Kent haussa les épaules.

— Il me tarde d’en finir, dit-il. Plus vite ils m’enverront là-bas, plus vite ils agiront. Cela ne me fait pas peur du tout. Je suis certain d’avoir gain de cause. J’ai quatre-vingt-dix-neuf chances sur cent. Je te ferai porter une boîte de cigares, Mercer. Je te suis très reconnaissant de tes soins.

A peine Mercer s’était-il retiré, que Kent, le poing férocement serré et dirigé vers la porte, murmura entre ses dents :

— Ah ! comme je voudrais te tenir — seul — dans les bois, une petite minute !

Huit heures sonnèrent ; puis neuf. Deux fois il entendit des voix dans le corridor.

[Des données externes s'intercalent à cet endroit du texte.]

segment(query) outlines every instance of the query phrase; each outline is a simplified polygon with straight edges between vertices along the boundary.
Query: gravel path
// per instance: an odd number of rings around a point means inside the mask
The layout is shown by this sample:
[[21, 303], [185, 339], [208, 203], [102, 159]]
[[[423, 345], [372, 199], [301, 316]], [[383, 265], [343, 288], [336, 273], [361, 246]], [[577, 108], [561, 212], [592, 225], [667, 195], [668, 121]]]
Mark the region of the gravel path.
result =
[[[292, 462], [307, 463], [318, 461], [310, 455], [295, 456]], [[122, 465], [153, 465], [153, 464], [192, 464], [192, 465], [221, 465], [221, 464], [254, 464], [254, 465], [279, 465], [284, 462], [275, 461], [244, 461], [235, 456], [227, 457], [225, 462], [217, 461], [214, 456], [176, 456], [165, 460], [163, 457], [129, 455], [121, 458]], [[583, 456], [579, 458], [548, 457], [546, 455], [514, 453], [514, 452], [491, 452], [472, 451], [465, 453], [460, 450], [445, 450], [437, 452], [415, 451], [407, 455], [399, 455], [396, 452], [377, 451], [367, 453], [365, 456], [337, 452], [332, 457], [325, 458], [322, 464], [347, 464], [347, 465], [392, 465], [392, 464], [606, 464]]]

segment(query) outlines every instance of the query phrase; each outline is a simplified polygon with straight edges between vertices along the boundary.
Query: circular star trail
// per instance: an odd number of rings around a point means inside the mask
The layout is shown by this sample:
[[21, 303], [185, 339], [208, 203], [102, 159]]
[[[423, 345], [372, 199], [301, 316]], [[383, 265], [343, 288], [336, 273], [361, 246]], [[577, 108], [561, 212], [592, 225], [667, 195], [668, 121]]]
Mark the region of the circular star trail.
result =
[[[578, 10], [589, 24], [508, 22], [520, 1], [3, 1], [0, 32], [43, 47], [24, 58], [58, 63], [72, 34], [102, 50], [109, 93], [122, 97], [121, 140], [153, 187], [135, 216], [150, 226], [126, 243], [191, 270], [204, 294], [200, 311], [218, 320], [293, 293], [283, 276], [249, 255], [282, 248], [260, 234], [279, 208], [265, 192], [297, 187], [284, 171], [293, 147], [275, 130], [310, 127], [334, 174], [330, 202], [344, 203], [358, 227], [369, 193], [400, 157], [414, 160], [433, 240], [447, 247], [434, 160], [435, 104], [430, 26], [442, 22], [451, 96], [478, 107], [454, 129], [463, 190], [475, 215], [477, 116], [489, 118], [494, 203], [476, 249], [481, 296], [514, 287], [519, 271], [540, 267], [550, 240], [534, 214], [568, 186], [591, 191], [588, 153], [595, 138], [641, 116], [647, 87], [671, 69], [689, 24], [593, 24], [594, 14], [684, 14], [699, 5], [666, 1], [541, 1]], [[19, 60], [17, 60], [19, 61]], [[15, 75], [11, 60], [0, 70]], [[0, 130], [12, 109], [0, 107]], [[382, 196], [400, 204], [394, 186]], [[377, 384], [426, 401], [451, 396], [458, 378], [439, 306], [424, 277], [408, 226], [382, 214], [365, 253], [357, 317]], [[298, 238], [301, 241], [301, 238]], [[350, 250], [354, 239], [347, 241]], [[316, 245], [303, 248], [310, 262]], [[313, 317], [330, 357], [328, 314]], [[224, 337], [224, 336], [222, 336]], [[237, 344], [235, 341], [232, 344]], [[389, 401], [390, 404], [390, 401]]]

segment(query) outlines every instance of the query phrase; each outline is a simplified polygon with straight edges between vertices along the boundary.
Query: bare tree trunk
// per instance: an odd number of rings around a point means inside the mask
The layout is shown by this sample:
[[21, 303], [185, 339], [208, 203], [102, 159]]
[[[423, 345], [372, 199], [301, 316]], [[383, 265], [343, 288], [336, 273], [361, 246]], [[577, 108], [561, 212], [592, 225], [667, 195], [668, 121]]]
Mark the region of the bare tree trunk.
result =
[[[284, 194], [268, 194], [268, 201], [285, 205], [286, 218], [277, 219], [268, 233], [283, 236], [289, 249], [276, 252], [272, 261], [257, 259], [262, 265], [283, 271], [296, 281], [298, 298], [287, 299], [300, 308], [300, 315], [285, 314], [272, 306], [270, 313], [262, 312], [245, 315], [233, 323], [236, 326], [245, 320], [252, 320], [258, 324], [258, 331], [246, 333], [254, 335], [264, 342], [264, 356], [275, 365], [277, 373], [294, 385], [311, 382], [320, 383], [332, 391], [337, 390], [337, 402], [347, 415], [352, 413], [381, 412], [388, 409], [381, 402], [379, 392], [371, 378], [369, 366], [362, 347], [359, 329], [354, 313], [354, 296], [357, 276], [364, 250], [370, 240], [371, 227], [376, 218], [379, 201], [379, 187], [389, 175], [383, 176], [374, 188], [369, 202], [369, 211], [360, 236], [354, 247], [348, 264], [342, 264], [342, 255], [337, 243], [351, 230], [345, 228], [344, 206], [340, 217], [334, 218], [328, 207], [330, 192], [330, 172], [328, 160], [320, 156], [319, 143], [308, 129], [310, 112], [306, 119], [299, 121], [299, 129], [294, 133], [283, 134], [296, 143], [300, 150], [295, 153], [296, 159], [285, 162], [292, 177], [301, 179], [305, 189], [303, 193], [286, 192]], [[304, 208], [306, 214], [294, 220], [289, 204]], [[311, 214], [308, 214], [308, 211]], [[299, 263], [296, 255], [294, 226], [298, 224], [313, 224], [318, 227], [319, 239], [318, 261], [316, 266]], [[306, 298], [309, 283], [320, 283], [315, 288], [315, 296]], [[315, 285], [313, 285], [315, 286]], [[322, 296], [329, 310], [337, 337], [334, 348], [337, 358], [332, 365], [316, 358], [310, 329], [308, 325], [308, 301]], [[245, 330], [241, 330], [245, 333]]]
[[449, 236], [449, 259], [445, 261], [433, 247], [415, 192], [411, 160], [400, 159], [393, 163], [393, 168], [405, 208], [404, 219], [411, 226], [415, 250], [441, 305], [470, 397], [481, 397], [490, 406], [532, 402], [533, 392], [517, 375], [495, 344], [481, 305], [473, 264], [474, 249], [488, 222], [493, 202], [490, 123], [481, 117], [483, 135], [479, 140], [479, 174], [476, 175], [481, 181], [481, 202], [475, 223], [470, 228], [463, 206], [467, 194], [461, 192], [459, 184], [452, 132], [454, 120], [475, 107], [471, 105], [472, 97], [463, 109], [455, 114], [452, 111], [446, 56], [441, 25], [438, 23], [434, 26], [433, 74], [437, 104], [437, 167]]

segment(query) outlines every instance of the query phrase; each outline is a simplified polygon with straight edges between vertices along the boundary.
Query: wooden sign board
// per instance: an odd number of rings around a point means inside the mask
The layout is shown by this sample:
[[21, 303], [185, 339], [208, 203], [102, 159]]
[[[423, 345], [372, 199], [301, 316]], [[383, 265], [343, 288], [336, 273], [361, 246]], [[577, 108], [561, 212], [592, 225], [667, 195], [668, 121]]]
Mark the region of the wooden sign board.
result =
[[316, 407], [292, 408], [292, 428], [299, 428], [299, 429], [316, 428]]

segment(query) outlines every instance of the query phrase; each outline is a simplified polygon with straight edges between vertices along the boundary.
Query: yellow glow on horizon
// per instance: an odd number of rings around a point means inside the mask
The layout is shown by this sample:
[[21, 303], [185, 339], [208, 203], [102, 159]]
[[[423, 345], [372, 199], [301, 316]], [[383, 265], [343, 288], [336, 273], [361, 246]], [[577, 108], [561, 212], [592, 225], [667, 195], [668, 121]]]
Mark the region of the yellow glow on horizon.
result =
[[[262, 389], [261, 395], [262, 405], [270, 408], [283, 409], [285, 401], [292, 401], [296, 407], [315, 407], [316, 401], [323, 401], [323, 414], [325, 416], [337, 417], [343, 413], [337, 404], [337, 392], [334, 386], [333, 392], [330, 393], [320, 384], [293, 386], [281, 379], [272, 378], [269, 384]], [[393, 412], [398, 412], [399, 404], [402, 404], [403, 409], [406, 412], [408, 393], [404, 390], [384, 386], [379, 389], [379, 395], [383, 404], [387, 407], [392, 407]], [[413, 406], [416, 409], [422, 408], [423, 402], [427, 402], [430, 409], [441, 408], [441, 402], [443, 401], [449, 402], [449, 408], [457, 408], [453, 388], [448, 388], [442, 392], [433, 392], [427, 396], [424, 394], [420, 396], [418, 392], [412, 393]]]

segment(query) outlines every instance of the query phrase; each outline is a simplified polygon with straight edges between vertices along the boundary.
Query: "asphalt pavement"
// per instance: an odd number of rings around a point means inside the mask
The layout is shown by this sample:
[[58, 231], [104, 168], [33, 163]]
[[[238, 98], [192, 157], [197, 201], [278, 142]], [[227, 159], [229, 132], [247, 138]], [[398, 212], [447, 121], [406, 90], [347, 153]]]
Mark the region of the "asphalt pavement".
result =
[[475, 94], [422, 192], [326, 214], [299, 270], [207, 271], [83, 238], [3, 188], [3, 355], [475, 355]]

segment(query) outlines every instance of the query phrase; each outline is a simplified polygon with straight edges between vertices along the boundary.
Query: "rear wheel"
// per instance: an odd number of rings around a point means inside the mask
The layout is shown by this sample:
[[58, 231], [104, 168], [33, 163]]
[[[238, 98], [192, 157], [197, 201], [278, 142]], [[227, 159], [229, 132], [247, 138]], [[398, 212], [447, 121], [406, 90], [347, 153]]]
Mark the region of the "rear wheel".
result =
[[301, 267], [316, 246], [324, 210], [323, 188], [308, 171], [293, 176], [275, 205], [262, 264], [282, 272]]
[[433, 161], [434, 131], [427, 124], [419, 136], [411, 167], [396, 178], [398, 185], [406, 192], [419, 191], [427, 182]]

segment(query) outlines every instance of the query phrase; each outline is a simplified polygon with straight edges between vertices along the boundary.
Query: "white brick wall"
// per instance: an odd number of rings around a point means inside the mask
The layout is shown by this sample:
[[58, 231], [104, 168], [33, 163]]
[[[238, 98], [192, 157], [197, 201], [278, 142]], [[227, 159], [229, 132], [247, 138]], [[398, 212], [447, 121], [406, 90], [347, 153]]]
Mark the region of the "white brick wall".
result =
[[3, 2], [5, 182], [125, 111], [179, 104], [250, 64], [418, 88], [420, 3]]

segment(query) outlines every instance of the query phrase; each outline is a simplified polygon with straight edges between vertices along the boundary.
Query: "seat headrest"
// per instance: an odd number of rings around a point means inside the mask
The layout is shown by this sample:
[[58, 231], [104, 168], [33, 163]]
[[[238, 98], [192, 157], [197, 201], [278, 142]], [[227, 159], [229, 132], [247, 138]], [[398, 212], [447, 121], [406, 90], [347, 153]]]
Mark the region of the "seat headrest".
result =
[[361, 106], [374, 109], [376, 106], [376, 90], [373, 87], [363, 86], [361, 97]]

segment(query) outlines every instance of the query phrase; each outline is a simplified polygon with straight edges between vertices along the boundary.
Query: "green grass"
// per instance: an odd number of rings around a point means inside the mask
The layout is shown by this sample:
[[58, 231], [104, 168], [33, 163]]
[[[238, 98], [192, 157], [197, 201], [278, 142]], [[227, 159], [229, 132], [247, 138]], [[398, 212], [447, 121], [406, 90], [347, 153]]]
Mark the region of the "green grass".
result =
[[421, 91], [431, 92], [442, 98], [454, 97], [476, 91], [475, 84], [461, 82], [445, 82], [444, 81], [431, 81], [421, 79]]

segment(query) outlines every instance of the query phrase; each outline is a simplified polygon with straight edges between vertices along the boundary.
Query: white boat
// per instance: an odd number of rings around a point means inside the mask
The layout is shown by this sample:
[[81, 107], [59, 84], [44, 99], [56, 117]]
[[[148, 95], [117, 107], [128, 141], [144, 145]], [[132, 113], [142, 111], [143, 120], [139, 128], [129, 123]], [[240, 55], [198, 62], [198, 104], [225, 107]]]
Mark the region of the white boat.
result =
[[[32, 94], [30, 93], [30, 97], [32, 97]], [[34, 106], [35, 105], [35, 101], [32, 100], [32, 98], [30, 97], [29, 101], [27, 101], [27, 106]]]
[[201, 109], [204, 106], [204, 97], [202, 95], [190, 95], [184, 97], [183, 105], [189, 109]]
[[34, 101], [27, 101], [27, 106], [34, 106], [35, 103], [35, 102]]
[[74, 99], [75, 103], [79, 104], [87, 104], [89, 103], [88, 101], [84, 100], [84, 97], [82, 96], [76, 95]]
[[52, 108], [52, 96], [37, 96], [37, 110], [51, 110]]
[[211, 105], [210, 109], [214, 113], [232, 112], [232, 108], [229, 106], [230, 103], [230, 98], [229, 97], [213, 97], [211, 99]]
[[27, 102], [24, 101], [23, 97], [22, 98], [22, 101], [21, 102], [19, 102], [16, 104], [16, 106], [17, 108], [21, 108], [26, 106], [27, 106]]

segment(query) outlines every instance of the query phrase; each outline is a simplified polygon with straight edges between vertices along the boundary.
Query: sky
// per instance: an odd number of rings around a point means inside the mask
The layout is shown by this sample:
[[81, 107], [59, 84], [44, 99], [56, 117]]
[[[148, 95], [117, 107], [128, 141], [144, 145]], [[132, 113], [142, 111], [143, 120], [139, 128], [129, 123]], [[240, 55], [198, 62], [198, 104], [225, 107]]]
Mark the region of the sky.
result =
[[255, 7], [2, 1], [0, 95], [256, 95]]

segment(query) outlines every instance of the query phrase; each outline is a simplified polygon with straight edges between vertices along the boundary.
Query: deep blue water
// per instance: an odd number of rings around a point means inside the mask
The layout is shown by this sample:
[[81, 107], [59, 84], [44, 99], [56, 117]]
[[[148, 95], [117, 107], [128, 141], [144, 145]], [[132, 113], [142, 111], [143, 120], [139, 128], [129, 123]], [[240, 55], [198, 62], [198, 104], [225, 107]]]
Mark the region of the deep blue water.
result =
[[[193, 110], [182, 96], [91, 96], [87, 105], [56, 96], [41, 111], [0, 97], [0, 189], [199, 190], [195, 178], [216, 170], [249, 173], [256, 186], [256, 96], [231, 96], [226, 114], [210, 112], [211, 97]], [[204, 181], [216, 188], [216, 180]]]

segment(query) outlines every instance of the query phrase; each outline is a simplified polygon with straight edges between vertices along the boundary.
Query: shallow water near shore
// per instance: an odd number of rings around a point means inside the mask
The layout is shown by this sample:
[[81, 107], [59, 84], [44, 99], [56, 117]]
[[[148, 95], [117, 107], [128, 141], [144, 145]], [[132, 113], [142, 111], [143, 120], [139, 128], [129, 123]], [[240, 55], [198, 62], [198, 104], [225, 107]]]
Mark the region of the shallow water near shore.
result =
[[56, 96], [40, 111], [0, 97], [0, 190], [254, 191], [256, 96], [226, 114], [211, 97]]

Puisqu’on avait placé un factionnaire devant sa porte depuis trois jours, peut-être sa fenêtre était-elle aussi surveillée. Il devrait s’en méfier lorsqu’il longerait l’infirmerie.

Il crut entendre un lointain roulement de tonnerre ; et son cœur battit de joie. Jamais, comme cette nuit-là, il n’avait si vivement souhaité l’orage. Mais ce serait trop de chance. Le ciel demeurait serein. Les étoiles, à mesure qu’elles apparaissaient, lui semblèrent plus brillantes que jamais. Le bruit d’une chaîne de bateau lui arriva comme si le fleuve n’avait été qu’à cent mètres de distance. Dans une illusion de ses sens surexcités, il crut entendre même la voix clapotante du fleuve qui devait bientôt l’emporter vers la liberté.

Le fleuve ! Chacun de ses rêves, chacune de ses aspirations trouvait maintenant un écho dans ce simple mot.

Dans cette longue attente de neuf à dix heures, sa pensée ne cessa d’être occupée par l’image de Marette. Marette Radisson avait-elle vraiment descendu le fleuve ? Mooie l’avait vue partir. Mais n’est-ce pas une feinte ? Elle lui avait promis de revenir le voir. Elle ignorait sans doute que les événements s’étaient précipités. Il devait partir sans la revoir ; mais il saurait bien l’informer, dans quelques jours, de l’endroit où il se tiendrait caché.

Enfin le petit timbre de sa montre sonna dix heures.